I think everybody asks this question to himself sometimes. Those of us who tend to any form of creativity repeat the question multiple times during life. And if most adult persons find some answer convenient to them and keep living and creating without doubts, the rest of creatives are suffering from that annoying uncertainty.
If you are interested, I have some thoughts about that.
First of all, there’s no talent… Well, actually, it exists, but that does no fundamental matter. What do I mean?

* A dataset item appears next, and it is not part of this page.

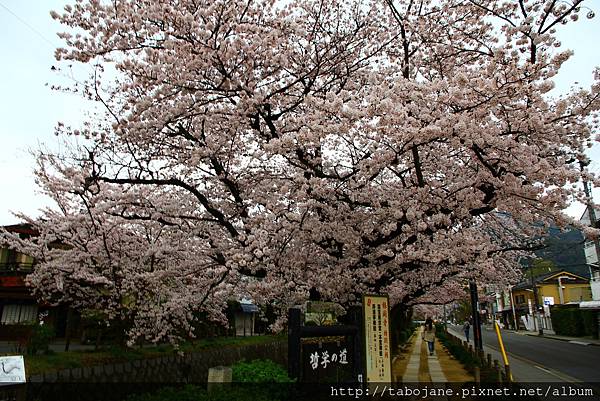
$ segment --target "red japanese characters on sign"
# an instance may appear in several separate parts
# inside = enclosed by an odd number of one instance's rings
[[[363,296],[367,382],[391,382],[388,297]]]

If you ask most people to describe the talent, to define what it is, more likely, they will tell you about some universally recognized persons who made (or still making) masterpieces no matter in which sphere. But in fact, they describe the top of the mountain, the visible results of the skill. And don’t consider what is below: years of study, even more years of practice, a rich experience, a sea of mistakes, plenty of fallings and even more risings, lakes of tears, hills of insecurity and rocks of selfless dedication to the deed, and so on, etc.
It’s very simple. Talent isn’t some kind of superpower that gives you the possibility to make something outstanding without hard work. It’s just a base. A starting point, if you will.

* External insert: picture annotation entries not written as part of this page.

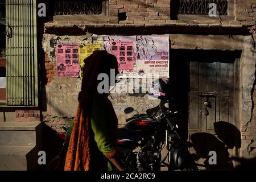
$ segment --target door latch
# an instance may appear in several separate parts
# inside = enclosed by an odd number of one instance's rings
[[[6,35],[6,36],[8,38],[8,39],[13,38],[13,28],[9,23],[6,26],[5,33]]]

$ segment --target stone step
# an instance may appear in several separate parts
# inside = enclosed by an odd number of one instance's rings
[[[40,122],[0,122],[0,146],[35,146]]]
[[[0,171],[27,170],[27,156],[34,147],[0,146]]]

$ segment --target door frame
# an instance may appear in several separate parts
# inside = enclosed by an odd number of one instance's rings
[[[171,34],[170,40],[171,49],[242,51],[239,60],[236,61],[238,63],[236,65],[236,77],[239,79],[239,84],[236,84],[238,99],[234,106],[235,125],[241,131],[242,126],[251,122],[252,118],[251,94],[255,80],[256,51],[251,36]],[[171,59],[171,55],[170,57]],[[236,149],[236,154],[249,157],[250,141],[244,139],[242,134],[241,141],[241,147]]]

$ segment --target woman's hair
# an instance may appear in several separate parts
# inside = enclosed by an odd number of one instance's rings
[[[106,51],[94,51],[84,61],[85,65],[82,72],[82,88],[78,100],[86,114],[90,113],[93,95],[97,92],[98,75],[106,73],[110,77],[110,69],[115,69],[115,75],[119,72],[115,56]]]

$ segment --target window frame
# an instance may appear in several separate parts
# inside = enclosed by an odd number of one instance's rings
[[[172,3],[172,2],[171,2]],[[173,6],[171,7],[176,7],[176,12],[171,15],[171,19],[177,20],[219,20],[218,16],[210,16],[208,15],[193,15],[193,14],[179,14],[179,1],[172,1]],[[171,12],[172,10],[171,10]],[[220,15],[222,20],[232,20],[234,19],[234,0],[228,0],[227,15]]]
[[[51,3],[51,2],[49,2]],[[53,8],[54,8],[54,6]],[[102,1],[101,14],[98,15],[86,15],[86,14],[74,14],[66,15],[54,15],[54,10],[52,10],[53,21],[90,21],[94,23],[99,23],[99,21],[108,22],[109,20],[109,1],[103,0]]]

Let’s take an example. There’s some kid; name him kid #1. At some moment, for some reason, he decided to be a photographer. His parents buy him the first camera. He starts to photograph everything he sees around. When someone asks him what genre of photography he prefers, he replies that he doesn’t limit himself to one genre. He likes to photograph everything, from landscapes and street scenes to portraits and architecture. After some time, he suddenly faces some photography masterpiece that strikes him to the core. And he finally realizes that he does poor photography, knows nothing but simultaneously understands which genre in photography he will choose. And he goes to photography courses where he studies the basics. After few months, his photographs look much more harmonic. They become meaningful images, not sudden pictures anymore. They are still far from what could be called masterpieces, but at least they are no more trash.
There’s some other kid. Name him kid #2. Once he finds a camera of his mother or father, he goes for a walk and starts taking pictures. Later, his parents see those images and are surprisingly ask: “Did you take these photographs?” Because these images look harmonic and meaningful. They are far from what could be called masterpieces, but this is just his first attempt!

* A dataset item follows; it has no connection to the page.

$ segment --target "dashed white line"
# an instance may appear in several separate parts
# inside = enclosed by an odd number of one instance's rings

So, both kids made their first steps in photography and reached the first milestone on their paths. Kid #1 spent noticeably more time for that. But both have more or less the same result. And we can say that kid #2 is talented. But they both made just the first steps. They have plenty to study, a lot to try. This is a long way, and they just started their journey. And nobody can guarantee that kid #2 will succeed while kid #1 won’t. There’s the same probability of the opposite result.
Thus, the initial talent doesn’t free you from the hard work. It’s just a position to start a bit further than the others. If you have it, you have the advantage. But the long-run winners are not often those who started better.